Das Syndrom ist extrem selten und kann u.a. folgende Symptome verursachen: Spastische Paraparese, muskuläre Schwäche, Psoriasis, Hypothyreose, Autoimmunhepatitis, Lupus-like-Disease, Arthropathie, Osteoporose, Akroosteolyse, abnorme Zahnentwicklung, Verkalkungen an Herz und Aorta, Kardiomyopathie, Glaukom, Myopie, Entwicklungsverzögerungen, Fieber, Laborauffälligkeiten (z.B. Thrombopenie).
Schlussfolgerung: Therapie: Wir initiierten bei der neurologisch unauffälligen Patientin vorerst eine klassische Psoriasis/-arthritistherapie mit Secukinumab, überlappend mit niedrig-dosierten Steroiden und Methotrexat.

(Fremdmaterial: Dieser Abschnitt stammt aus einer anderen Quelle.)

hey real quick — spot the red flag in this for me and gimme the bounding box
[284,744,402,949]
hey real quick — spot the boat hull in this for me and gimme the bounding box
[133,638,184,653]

Eine off-label-Therapie mit Anifrolumab oder JAKi steht in Diskussion.
Der Sohn der Patientin wird in der Universitätskinderklinik Ulm behandelt.
Offenlegungserklärung: Diese Arbeit wurde mit einer Förderung durch das Land Baden-Württemberg im Rahmen der Zentren für Personalisierte Medizin Baden-Württemberg (ZPMi) unterstützt.
ET hat in den letzten drei Jahren Honorare für Vorträge oder Beratungstätigkeit, finanzielle Projektunterstützungen sowie Kongressreisestipendien von folgenden Firmen erhalten: Abbvie, Amgen, Astra zeneca, BMS, Celltrion, Hexal, Janssen, Medac, MSD, Novartis, Sobi und UCB.
Im Zusammenhang mit dieser Publikation besteht kein Interessenskonflikt.